About six weeks shy of a year later, I am performing Live! and On Stage! in the Philadelphia Fringe Fest as part of a hand-selected Philly Improv Theater House Team in front of large(ish) audiences in a big(ish) theater.
If you would have stood in front of me on 09/09/09 and told me I'd be a part of all this- of any of this- I would have laughed. Or cried. Or slapped you and ran away.
Conquering your biggest fear and going far beyond what you ever imagined to set out to do is a pretty damned good feeling. I recommend it to any of you.

19 degrees {comments}:
Go Lora Go! You're awesome.
Really? hmmm. I'm very shy socially. I can do the professional interaction thing very easily, but don't put a drink in my hand and expect me to make small talk. I cannot imagine having the courage to do what you did. It flies in the face of being shy. So what got you past that?
That's awesome! I however am still not swimming where there may or may not be jelly fish. I'm content in my weirdyness.
My biggest fear is flying. Not sure if I can conquer that one.
Good for you for facing your fears. To me, there's nothing harder than improv for putting yourself out there.
I wish you luck. Wish I were in Philadelphia so I could see you perform.
I am so jealous! I'm going to be taking improv classes here starting in October and can't wait, even though I'm fucking scared to death.
Wish I lived nearby - I'd come watch.
You know, improv would actually be loads of fun I think! It's one of those things too that I think I could be good at (because I have this real goofy, imaginative side) if I wasn't so afraid of what people are thinking, and of looking like an arse.
I need to get over stuff.
I am glad you're whoopin' it up out there!
I'm proud of you, totally.
That's so awesome Lora!
I feared parenting and now I'm a parent. My current fear is juggling two kids, a career, spending time with Hubs, and keeping my sanity at the same time.
Sometimes it's just balls out, here I go!
So proud of you!
whoohoo congratulations!!
break a leg sweetie :)
I totally need to get my butt up on a stage where I have to talk and not just shake my hips!

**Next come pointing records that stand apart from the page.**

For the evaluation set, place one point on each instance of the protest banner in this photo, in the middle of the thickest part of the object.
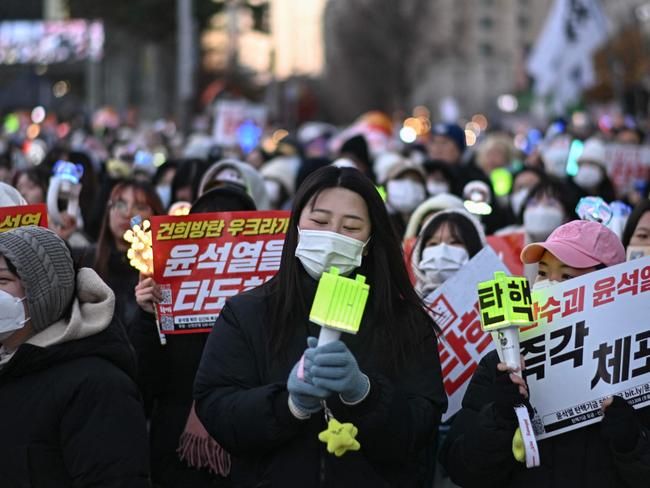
(591, 340)
(454, 307)
(627, 164)
(229, 115)
(200, 260)
(22, 215)
(508, 247)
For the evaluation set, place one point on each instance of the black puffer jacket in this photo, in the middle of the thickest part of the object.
(242, 396)
(71, 415)
(478, 451)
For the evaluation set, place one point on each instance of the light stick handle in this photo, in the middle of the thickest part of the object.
(161, 336)
(328, 335)
(509, 340)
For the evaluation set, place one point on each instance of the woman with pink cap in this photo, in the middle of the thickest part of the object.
(612, 453)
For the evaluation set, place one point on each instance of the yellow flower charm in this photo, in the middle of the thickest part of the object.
(339, 438)
(140, 253)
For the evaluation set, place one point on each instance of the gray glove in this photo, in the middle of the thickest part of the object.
(336, 369)
(304, 396)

I have stage fright and I want to teach! How the heck am I supposed to teach when I want to vomit getting up in front of people!?
I kinda chickened out of subbing this fall. Plus I felt like I had to much going on...ya know.
All I can say is that I admire your courage woman! And that you're an inspiration!
OMG Lora, you totally cracked me up and I'm so proud of you I can barely stand it! I've had to stay away from the computer for such a long time and I've missed your smartness and the joy you bring to the internet. Congrats and break a leg...figuratively..you know. Fer Gawd's sake don't break an arm!
Congrats to you on such a great and inspiring accomplishment!
Seriously- SO. PROUD. OF. YOU!
That is a huge deal-
Wish I was there so you could pretend I was in my underwear- but you won't have to pretend because I'd really be in my underwear. That's the kind of gal I am.
Your awesomeness is overwhelming. You are a very brave woman.
You are one cool lady Lora!!!
are you serious Lora? wow that's pretty awesome!!!! would be very nice to see you perform!!!!!!!
You go Lora!
Good for you,Lora! Wish I could've seen you!